Physiological Mechanism
The human body is traversed by specialized nerve endings contributing to proprioception and the perception of touch (vibration, pressure, etc.). The signals that these endings send pass through nerve fibers of strong caliber surrounded by a sheath of myelin – a fatty substance that has the effect of increasing the speed of transmission. They thus quickly send information to the spinal cord.
The skin, muscles and viscera walls also contain nociceptors, free, unspecialized nerve endings, at a rate of 200 nociceptors / cm². Their role is to inform the body when it suffers an attack likely to endanger its integrity. When activated, these nociceptors transmit a nerve signal that will pass through different fibers, the A-Delta fibers and the C fibers. A-Delta fibers are weakly myelinated and C fibers are not. They are smaller in diameter than the previous fibers. They transmit their signals less quickly.

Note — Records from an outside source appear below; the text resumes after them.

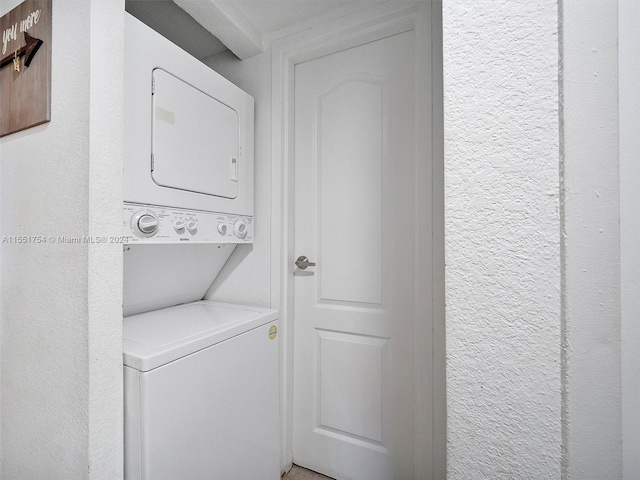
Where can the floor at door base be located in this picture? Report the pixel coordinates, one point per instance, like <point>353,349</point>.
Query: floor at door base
<point>299,473</point>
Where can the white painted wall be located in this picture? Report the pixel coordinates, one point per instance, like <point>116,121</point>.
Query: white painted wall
<point>629,79</point>
<point>246,278</point>
<point>61,364</point>
<point>502,243</point>
<point>532,241</point>
<point>591,241</point>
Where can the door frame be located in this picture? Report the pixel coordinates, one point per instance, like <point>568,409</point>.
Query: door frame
<point>374,23</point>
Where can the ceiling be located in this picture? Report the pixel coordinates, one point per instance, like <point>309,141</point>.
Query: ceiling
<point>246,27</point>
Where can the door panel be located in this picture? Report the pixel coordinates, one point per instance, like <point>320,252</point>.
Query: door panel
<point>355,215</point>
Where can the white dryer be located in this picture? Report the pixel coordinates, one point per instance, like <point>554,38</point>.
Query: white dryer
<point>201,393</point>
<point>201,378</point>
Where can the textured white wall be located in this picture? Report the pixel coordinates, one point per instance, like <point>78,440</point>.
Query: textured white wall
<point>246,278</point>
<point>591,245</point>
<point>629,71</point>
<point>502,241</point>
<point>61,367</point>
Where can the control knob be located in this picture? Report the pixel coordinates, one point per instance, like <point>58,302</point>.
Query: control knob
<point>178,226</point>
<point>145,224</point>
<point>240,228</point>
<point>192,226</point>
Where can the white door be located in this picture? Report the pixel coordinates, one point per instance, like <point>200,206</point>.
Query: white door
<point>355,216</point>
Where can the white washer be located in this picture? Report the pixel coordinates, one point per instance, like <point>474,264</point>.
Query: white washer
<point>201,393</point>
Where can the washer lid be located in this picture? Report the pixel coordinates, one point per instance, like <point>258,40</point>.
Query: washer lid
<point>152,339</point>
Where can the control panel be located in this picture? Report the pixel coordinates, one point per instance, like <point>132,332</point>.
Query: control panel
<point>154,224</point>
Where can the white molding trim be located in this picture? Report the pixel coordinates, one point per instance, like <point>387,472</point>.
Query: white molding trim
<point>369,25</point>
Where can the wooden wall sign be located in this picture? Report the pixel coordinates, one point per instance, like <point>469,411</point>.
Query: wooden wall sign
<point>25,66</point>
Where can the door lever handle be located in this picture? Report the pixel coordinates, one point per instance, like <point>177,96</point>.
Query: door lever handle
<point>303,262</point>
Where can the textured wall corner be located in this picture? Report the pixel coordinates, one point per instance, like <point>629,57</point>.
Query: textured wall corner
<point>502,234</point>
<point>592,240</point>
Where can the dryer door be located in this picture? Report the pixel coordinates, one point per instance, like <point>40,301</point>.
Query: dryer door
<point>195,139</point>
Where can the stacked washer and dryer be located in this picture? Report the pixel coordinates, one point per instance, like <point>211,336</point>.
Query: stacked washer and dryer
<point>201,377</point>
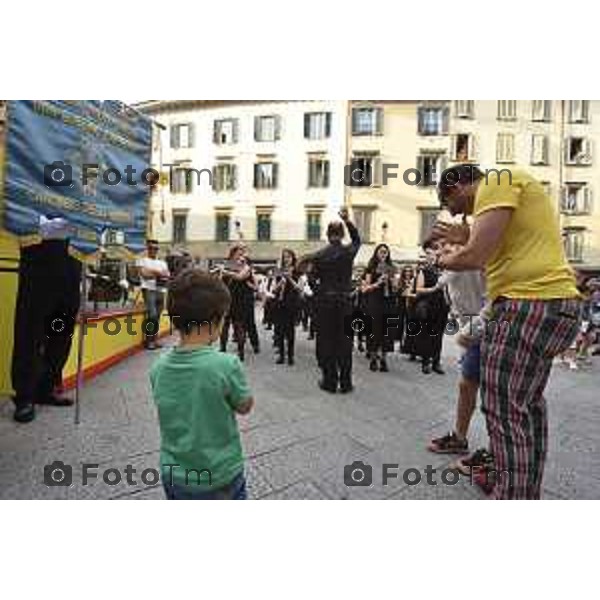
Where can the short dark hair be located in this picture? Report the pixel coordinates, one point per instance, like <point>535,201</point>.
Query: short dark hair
<point>464,174</point>
<point>429,243</point>
<point>196,297</point>
<point>335,228</point>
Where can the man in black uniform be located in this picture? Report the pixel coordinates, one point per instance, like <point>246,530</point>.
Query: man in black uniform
<point>48,299</point>
<point>332,266</point>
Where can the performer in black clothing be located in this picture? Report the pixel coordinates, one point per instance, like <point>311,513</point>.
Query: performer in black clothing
<point>267,299</point>
<point>405,286</point>
<point>431,310</point>
<point>333,267</point>
<point>236,273</point>
<point>48,300</point>
<point>250,291</point>
<point>380,296</point>
<point>312,285</point>
<point>287,305</point>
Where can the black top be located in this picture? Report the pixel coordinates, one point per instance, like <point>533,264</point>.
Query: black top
<point>333,264</point>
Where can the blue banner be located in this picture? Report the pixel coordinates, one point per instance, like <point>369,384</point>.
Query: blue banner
<point>85,161</point>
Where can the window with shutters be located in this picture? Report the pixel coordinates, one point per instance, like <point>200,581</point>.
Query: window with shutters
<point>547,188</point>
<point>367,121</point>
<point>182,181</point>
<point>182,135</point>
<point>318,172</point>
<point>267,128</point>
<point>179,227</point>
<point>541,110</point>
<point>539,149</point>
<point>576,199</point>
<point>225,132</point>
<point>579,111</point>
<point>463,147</point>
<point>222,226</point>
<point>365,170</point>
<point>428,218</point>
<point>430,166</point>
<point>265,175</point>
<point>432,121</point>
<point>505,148</point>
<point>578,151</point>
<point>363,220</point>
<point>224,177</point>
<point>317,125</point>
<point>507,110</point>
<point>263,226</point>
<point>313,225</point>
<point>574,240</point>
<point>464,109</point>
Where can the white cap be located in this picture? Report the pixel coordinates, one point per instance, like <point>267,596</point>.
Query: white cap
<point>54,229</point>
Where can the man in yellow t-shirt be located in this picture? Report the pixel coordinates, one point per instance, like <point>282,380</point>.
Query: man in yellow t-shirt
<point>534,313</point>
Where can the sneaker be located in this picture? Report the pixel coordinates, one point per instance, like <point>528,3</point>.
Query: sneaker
<point>480,459</point>
<point>449,444</point>
<point>24,413</point>
<point>437,368</point>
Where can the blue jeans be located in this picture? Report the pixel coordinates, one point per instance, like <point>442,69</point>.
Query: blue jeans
<point>236,490</point>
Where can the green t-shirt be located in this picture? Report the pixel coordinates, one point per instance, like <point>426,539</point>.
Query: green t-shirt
<point>196,392</point>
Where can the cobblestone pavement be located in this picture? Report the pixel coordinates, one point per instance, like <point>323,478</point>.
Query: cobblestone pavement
<point>299,439</point>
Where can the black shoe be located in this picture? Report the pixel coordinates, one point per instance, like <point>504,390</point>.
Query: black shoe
<point>326,388</point>
<point>24,413</point>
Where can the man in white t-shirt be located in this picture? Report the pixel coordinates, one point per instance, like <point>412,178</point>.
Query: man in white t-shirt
<point>154,274</point>
<point>466,292</point>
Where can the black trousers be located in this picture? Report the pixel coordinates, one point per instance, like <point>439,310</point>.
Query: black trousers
<point>48,299</point>
<point>334,347</point>
<point>250,318</point>
<point>285,332</point>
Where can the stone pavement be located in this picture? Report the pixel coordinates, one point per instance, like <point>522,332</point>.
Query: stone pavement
<point>298,439</point>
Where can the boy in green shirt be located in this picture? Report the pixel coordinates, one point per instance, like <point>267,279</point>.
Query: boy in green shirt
<point>198,391</point>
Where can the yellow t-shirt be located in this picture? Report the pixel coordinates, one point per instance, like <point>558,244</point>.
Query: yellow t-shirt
<point>530,261</point>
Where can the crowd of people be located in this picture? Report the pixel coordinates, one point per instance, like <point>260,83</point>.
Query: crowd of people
<point>498,278</point>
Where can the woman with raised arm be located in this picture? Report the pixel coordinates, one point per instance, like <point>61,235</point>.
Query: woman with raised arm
<point>236,274</point>
<point>380,298</point>
<point>287,298</point>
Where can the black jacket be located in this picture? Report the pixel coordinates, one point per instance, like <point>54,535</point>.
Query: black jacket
<point>333,264</point>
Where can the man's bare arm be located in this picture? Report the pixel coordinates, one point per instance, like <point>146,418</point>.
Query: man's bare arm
<point>486,236</point>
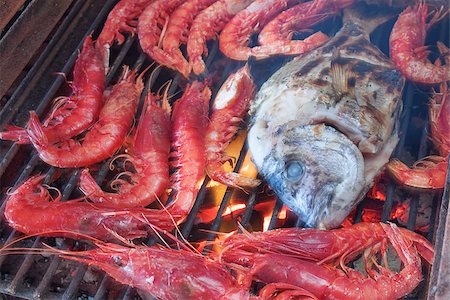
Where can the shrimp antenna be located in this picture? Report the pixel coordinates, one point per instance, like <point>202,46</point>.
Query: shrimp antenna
<point>58,198</point>
<point>119,237</point>
<point>165,84</point>
<point>82,235</point>
<point>150,80</point>
<point>177,229</point>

Cold (non-painful), light touch, and rapid, transient sharp pain (pain from a sting, for example) circulate through the A-Delta fibers. As for the C fibers, which are slower, they transmit the heat message (not painful), the acute late pain and the diffuse pain, causing a sensation that is maintained over time.
The difference in transmission speed between these fibers explains why, during an injury, we first feel a sharp, localized pain, then a vague, diffuse pain. It would also be at the origin of the anesthetic effect of the cold.
The “gate control”
In 1965, Robert Melzack and Patrick D. Wall proposed the theory of the “gate control” or “wicket” mechanism in French. The pain message sent to the brain does not get there directly. It passes through the marrow, where it is subjected to inhibitors (blockers). If it is powerful enough, it accesses the brain, generating the sensation of pain. Otherwise, it is stopped before.
Since myelinated fibers transmit information more quickly, it would suffice to activate them during a painful episode for them to send a nerve message to the spinal cord. There, their message, which came first, would “close” the door to the pain message delivered by the slower conduction C fibers. This is what explains why we rub or vigorously massage the skin after a shock or trauma: we block the message of the C fibers, relieving the pain. The same would apply for TENS (electrical stimulation) and acupuncture. Their messages pass through larger myelin sheathed fibers, preventing the “pain” message carried by the slower fibers from reaching the brain.